Отныне он решил руководствоваться старой доброй истиной, изобретенной нашими мудрыми и основательными предками: живые должны думать о живых. А поскольку в живых из всех близких и дальних родственников остался, к счастью, только он один, то, стало быть, и думать ему предстояло исключительно о себе.
После этого судьбоносного решения, Тит ощутил необыкновенный прилив сил.
Он, как говорится, внутренне встряхнулся.
Возрожденный Лёвин покончил с затворническим образом жизни, растянувшимся на долгие семь дней и давшим основание некоторым злым языкам говорить о Тите в прошедшем времени, и с удовольствием вернулся к необременительным и приятным привычкам своей разудалой молодости.
Вспоминал он теперь жену не слишком часто и без излишней, так сказать, эмоциональности.
Время, прошедшее после смерти жены, не только умиротворило душевную рану, но позволило трезво взглянуть на бывшую спутницу жизни, абстрагируясь от метафизической составляющей порочного в своей основе чувства мужчины к женщине, или — что, возможно, звучит жестче и грубее, но зато честнее, — от всепобеждающей тяги самца к самке.
Покойница, при ближайшем рассмотрении (или, наоборот — при отдаленном, вернее — отдаляющемся, рассмотрении, помните забавную максиму о том, что большое лучше видится на расстоянии?), оказалась посредственной и недалекой женщиной. Он вспомнил, как воинственно она отстаивала право всех — в том числе и дураков — на собственное мнение.
Это открытие заставило Тита по-новому взглянуть не только на покойную жену, но и на свое отношение к ней, а в конечном итоге и на самого себя. Это привело к тому, что он стал значительно самокритичней.
По образному выражению Колосовского, Тит, благодаря своевременной смерти жены волей-неволей "выломился" из прежней жизни, в которой начал "протухать" и в которой вынужденной лжи было всё же многовато.
Тит всегда помнил, каких нечеловеческих усилий стоило ему маскировать свои проказы с сослуживицами (он в то время занимал ответственный пост в Союзе писателей и, подобно Герману, имел и кабинет, и служебный автомобиль, и пару секретарш). И если бы только это! Это — ложь! ложь! ложь! — дурно отражалось на настроении Тита, влияя даже на состояние его здоровья и, в частности, на пищеварение. Стул у Тита был редкий, неубедительный, тревожный, а иногда неожидан-ный.
После смерти жены ему не нужно было придумывать мифические мероприятия, вроде внеплановых, авральных заседаний коллегии министерства культуры или срочных вызовов на Старую площадь на выволочку к какому-нибудь страдающему бессонницей куратору из аппарата ЦК.
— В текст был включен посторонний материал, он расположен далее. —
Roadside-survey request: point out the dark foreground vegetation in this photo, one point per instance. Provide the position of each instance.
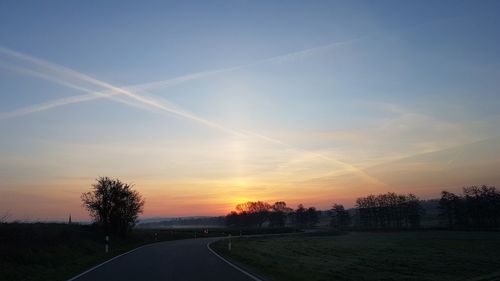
(54, 251)
(402, 255)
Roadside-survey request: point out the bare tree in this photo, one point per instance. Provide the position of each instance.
(113, 205)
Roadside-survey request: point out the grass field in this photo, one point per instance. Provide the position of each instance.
(52, 251)
(423, 255)
(49, 251)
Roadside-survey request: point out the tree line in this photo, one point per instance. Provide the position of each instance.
(115, 207)
(258, 213)
(476, 207)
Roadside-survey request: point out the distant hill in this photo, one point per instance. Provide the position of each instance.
(183, 222)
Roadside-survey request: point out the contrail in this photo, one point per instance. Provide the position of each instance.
(139, 87)
(58, 69)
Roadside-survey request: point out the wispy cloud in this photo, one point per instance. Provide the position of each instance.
(111, 93)
(58, 74)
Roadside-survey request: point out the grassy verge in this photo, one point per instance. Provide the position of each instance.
(49, 251)
(425, 255)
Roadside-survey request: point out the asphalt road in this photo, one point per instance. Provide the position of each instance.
(168, 261)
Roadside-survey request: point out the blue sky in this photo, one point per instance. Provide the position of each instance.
(276, 98)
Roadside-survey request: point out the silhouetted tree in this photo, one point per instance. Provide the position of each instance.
(340, 217)
(249, 214)
(113, 205)
(278, 214)
(389, 210)
(479, 207)
(312, 216)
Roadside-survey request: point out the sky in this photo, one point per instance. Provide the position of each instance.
(202, 105)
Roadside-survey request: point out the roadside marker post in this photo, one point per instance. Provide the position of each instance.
(106, 246)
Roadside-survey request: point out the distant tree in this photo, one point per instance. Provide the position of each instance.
(312, 216)
(478, 207)
(300, 216)
(253, 213)
(389, 210)
(340, 217)
(278, 214)
(113, 205)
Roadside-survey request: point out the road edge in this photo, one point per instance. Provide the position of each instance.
(107, 261)
(232, 264)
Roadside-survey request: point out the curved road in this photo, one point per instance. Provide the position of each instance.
(172, 260)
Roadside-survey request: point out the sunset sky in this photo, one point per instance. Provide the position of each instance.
(206, 104)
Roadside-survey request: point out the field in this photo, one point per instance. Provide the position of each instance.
(52, 251)
(422, 255)
(49, 251)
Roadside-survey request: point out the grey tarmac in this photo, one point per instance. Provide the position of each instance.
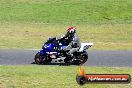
(110, 58)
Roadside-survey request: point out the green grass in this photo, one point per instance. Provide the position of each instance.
(54, 76)
(28, 23)
(66, 11)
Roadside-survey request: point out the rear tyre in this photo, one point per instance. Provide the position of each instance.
(82, 58)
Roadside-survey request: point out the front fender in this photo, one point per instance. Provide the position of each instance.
(42, 52)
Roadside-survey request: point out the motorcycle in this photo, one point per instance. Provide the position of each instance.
(54, 49)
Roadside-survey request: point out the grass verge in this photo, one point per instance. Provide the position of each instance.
(32, 35)
(54, 76)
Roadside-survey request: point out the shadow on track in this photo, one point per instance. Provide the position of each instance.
(60, 64)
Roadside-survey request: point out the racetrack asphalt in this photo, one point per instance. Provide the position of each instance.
(111, 58)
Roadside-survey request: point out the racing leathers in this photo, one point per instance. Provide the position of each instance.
(73, 43)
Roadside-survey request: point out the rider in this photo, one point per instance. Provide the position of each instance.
(73, 41)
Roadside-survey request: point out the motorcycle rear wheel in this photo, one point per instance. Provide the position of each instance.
(39, 59)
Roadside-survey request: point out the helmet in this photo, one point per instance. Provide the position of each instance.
(71, 30)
После смерти жены отпала необходимость постоянно лгать.
Став вдовцом, Тит автоматически перешел в разряд честных людей.
После смерти жены Тит, по мнению всех, кто его знал, помолодел лет на десять.
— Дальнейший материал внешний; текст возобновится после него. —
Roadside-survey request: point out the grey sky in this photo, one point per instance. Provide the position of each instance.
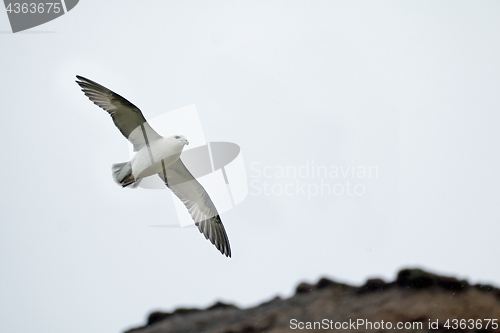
(409, 87)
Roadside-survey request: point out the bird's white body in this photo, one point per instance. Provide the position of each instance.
(148, 160)
(157, 155)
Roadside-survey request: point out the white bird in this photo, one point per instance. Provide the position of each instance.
(157, 155)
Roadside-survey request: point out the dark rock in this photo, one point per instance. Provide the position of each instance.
(324, 283)
(304, 288)
(220, 305)
(415, 297)
(415, 278)
(372, 285)
(157, 316)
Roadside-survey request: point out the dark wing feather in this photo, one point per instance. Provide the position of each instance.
(126, 116)
(198, 202)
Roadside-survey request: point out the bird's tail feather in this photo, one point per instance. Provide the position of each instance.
(122, 175)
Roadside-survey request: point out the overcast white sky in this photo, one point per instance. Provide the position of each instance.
(409, 87)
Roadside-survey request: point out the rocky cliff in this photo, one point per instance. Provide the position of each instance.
(417, 301)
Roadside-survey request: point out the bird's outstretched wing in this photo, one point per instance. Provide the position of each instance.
(198, 203)
(126, 116)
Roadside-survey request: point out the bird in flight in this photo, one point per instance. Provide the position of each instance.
(159, 155)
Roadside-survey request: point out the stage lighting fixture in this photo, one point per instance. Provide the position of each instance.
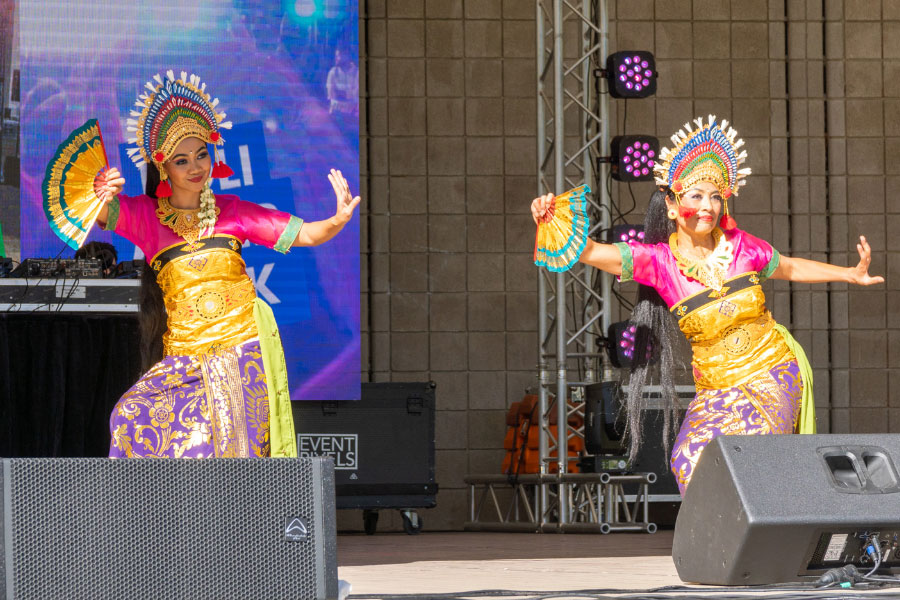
(626, 233)
(631, 74)
(620, 344)
(633, 157)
И стул у него стал такой великолепный, такой блистательно-сакральный, такой гиперкубический и аполлонический, что ему позавидовал бы сам великий каталонец, придававший вопросам пищеварения и отправления естественных физиологических потребностей колоссальное значение не только в своей повседневной жизни, но — что является безусловным прорывом к заоблачным высотам совершенства — и в своем гениальном сюрреалистическом творчестве.
Словом, обретя свободу, Тит с чувством глубокого удовлетворения отметил, что по шкале добродетели он уверенно продвинулся на несколько делений вверх — по направлению к святости. Казалось, сделай он еще шаг, и его украсил бы "венец из листьев вкруг чела".
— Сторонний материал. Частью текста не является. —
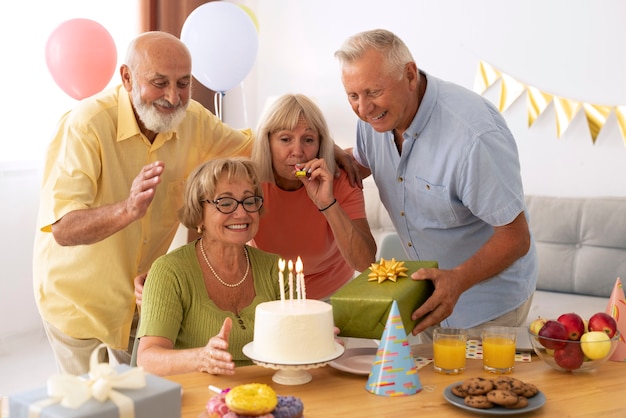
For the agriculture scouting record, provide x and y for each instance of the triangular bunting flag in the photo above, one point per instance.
(485, 77)
(596, 118)
(538, 101)
(394, 372)
(511, 90)
(565, 110)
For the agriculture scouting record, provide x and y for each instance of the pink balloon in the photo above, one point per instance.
(81, 56)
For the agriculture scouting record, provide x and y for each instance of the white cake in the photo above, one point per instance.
(293, 332)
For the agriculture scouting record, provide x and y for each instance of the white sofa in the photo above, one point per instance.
(581, 246)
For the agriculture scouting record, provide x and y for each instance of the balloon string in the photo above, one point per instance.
(217, 103)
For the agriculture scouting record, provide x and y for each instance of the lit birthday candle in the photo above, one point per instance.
(290, 267)
(281, 278)
(300, 278)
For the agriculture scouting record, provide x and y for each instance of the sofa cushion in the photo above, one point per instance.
(581, 243)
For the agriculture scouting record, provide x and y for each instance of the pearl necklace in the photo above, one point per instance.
(245, 251)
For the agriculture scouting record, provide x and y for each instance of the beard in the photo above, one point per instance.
(150, 116)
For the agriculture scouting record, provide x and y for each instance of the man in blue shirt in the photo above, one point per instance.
(447, 171)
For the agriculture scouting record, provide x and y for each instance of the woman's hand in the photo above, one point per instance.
(214, 358)
(318, 182)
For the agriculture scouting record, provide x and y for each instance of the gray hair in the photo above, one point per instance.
(395, 51)
(202, 183)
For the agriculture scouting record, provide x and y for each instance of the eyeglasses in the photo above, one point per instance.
(228, 205)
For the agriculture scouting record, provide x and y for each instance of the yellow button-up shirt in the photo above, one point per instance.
(87, 291)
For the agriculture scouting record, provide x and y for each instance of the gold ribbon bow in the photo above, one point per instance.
(387, 270)
(73, 391)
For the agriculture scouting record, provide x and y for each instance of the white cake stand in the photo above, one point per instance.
(292, 374)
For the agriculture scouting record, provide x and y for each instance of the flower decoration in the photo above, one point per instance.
(387, 270)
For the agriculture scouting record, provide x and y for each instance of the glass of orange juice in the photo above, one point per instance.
(449, 350)
(498, 349)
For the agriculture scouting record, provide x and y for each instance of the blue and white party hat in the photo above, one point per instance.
(394, 372)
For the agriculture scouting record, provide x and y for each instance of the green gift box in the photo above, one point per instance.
(361, 307)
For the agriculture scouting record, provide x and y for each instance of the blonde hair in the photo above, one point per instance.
(284, 115)
(203, 180)
(396, 54)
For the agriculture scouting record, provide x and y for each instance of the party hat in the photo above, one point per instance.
(617, 309)
(394, 372)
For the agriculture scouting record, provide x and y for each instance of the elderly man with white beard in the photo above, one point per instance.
(112, 184)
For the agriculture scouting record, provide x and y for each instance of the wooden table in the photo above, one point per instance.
(332, 393)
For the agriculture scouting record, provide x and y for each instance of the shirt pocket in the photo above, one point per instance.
(434, 208)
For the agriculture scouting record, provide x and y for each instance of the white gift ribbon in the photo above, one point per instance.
(73, 391)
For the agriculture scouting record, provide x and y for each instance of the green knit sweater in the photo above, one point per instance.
(175, 304)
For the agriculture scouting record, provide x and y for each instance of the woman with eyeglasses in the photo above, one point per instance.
(199, 301)
(312, 211)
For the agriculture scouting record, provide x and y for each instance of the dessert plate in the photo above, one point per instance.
(356, 360)
(535, 402)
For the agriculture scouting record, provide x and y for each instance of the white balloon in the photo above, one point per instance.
(223, 43)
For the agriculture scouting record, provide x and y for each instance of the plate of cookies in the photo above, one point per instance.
(502, 395)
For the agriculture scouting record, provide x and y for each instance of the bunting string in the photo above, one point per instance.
(537, 101)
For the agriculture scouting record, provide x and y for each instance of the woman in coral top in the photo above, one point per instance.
(311, 210)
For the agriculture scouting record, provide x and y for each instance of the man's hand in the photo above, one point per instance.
(143, 189)
(345, 160)
(139, 282)
(439, 306)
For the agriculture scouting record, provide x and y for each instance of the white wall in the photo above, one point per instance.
(32, 105)
(572, 48)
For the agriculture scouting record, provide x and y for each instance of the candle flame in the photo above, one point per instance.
(299, 265)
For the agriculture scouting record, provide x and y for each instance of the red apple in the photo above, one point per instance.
(570, 357)
(553, 329)
(603, 322)
(574, 325)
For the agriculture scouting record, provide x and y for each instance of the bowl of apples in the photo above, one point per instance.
(571, 344)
Но никаких шагов Тит делать не стал, справедливо посчитав, что и так в жизни наделал немало глупостей.
Да и шаг нынче делать опасно, того и гляди, вляпаешься в дрянную историю или угодишь в яму с нечистотами.
"Да и кому нужна моя добродетель, — думал он, — когда в стране бардак, когда в ней не ворует лишь тот, кто утратил способность двигаться. Когда о добродетели можно услышать только в церкви от проповедников, жующих мочалу о деяниях первомучеников, великомучениках, мучениках, преподобных, благоверных, блаженных и прочих святых".